Mechanism of uncoupling protein 2‑mediated myocardial injury in hypothermic preserved rat hearts.

In the present study, the alterations in uncoupling protein 2 (UCP2) expression following hypothermic preservation in rat hearts were investigated. Isolated rat hearts were preserved in Celsior solution for 3‑12 h followed by 60 min of reperfusion. The cardiac function was evaluated using the Langendorff perfusion system. UCP2 and silent mating type information regulation 2 homolog 1 (SIRT1) proteins were detected by western blot analysis. The ATP production and mitochondrial reactive oxygen species (ROS) levels were assessed. Subsequent to preservation in ice‑cold Celsior solution for 3‑12 h, the UCP2 protein expression in rat hearts was observed to increase in a time‑dependent manner. The UCP2 inhibitor genipin inhibited the hypothermic preservation‑induced cardiac dysfunction, prevented a decline in ATP production induced by 9 h of preservation, however had no effect on the hypothermic preservation‑induced increase in mitochondrial ROS levels. Compared with the control group, the SIRT1 protein expression in rat hearts reduced following hypothermic preservation.
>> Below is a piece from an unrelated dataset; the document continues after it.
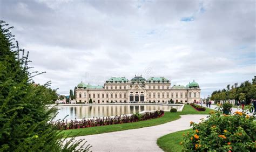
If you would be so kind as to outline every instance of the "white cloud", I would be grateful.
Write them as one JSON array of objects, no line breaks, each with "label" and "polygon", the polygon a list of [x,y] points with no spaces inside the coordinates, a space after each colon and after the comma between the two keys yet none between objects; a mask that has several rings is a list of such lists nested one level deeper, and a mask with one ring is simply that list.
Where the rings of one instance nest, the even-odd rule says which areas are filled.
[{"label": "white cloud", "polygon": [[[80,80],[111,76],[195,79],[202,96],[251,80],[255,70],[253,1],[0,1],[39,83],[68,94]],[[181,22],[193,17],[192,22]]]}]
Compared with the 9‑h preservation group, Celsior solution supplemented with the SIRT1 activator resveratrol (20 or 40 µmol/l) inhibited UCP2 protein overexpression, prevented the decline in ATP production and resulted in an improvement cardiac function. The SIRT1 inhibitor EX‑527 abolished the resveratrol‑induced inhibition of UCP2 overexpression and cardiac protection in the hypothermic preserved rat heart. These observations suggest that downregulation of UCP2 expression in the hypothermic preserved rat heart in part initiated the protective mechanism via the SIRT1 pathway.